Since the moment stock cars first raced on the shores of Daytona Beach, sponsorship has played a role in NASCAR. Today, a new survey of FORTUNE 500 companies reveals that more than one-in-four use NASCAR as part of their marketing mix.
That number has increased in each of the last three years.
The number of FORTUNE 500 companies invested in NASCAR increased 7% over last year, and nearly half of all FORTUNE 100 companies now invest in NASCAR; also an increase over 2014. The 130 companies involved in the sport mark a 20% increase since 2008, when significant changes to the economy severely impacted the media and marketing landscape.
On the heels of a recently announced Official Partnership with Microsoft – and several other technology brands entering the sport this year and last – the number of FORTUNE 500 tech companies invested in NASCAR has increased by 66 percent since 2013.

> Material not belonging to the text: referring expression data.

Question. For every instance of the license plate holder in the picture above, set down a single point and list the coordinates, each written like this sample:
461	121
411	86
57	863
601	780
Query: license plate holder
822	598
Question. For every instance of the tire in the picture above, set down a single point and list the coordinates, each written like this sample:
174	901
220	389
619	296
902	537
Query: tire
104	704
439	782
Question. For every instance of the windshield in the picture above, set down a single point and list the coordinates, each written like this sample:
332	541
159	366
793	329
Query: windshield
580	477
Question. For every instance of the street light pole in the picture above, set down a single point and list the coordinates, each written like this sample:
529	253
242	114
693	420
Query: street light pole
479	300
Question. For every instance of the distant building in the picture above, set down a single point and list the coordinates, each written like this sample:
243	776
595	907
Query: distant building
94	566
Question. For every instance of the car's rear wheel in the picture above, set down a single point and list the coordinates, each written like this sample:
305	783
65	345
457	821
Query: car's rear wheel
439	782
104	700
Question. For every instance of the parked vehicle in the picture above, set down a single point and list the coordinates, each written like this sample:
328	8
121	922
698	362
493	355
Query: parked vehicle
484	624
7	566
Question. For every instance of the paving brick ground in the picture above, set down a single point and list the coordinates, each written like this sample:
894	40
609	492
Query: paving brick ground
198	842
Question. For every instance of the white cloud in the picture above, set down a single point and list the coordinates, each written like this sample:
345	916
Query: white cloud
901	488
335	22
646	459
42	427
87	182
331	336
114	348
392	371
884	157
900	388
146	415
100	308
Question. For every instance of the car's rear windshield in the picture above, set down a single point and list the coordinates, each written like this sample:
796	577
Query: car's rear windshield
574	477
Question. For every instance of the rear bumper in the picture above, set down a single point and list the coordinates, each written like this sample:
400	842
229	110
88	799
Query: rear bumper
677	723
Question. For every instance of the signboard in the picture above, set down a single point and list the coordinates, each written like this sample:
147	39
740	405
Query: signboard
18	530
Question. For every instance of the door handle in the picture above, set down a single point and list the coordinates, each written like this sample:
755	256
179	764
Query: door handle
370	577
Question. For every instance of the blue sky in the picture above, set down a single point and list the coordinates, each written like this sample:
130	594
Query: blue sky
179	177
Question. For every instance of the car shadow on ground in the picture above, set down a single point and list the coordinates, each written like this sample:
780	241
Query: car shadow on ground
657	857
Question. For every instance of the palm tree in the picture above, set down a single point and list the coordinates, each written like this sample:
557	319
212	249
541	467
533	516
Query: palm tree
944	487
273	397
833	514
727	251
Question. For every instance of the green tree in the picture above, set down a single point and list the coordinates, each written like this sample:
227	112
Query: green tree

“We are gratified that NASCAR continues to be a place where best-in-class corporations choose to drive brand awareness, preference and purchase behavior. Our fans are fiercely loyal to our sport and the FORTUNE 500 brands that are an integral part of NASCAR,” said Brent Dewar, NASCAR Chief Operating Officer. “We collaborate with partners across the industry each and every day to grow the sport and advance sponsors’ objectives.”
Repucom’s SponsorLink tracker reveals that seven out of 10 NASCAR fans are loyal to a brand when it sponsors their sport, higher than all other major sports properties.
To be eligible for the FORTUNE 500, a company must be based in the U.S. and be publicly traded. Though many more FORTUNE 500 companies advertise on NASCAR-related television programming, only those that are partners or licensees with the sanctioning body, teams and / or tracks were counted in the analysis.
Although being a FORTUNE 500 company is the gold standard of success for publicly-traded companies in the United States, there are several global corporations currently involved in NASCAR that were not included in the analysis because they do not meet FORTUNE’s criteria. A number of those not qualifying, but involved significantly in NASCAR, include Ingersoll Rand, MillerCoors, Mars, McLaren and Toyota.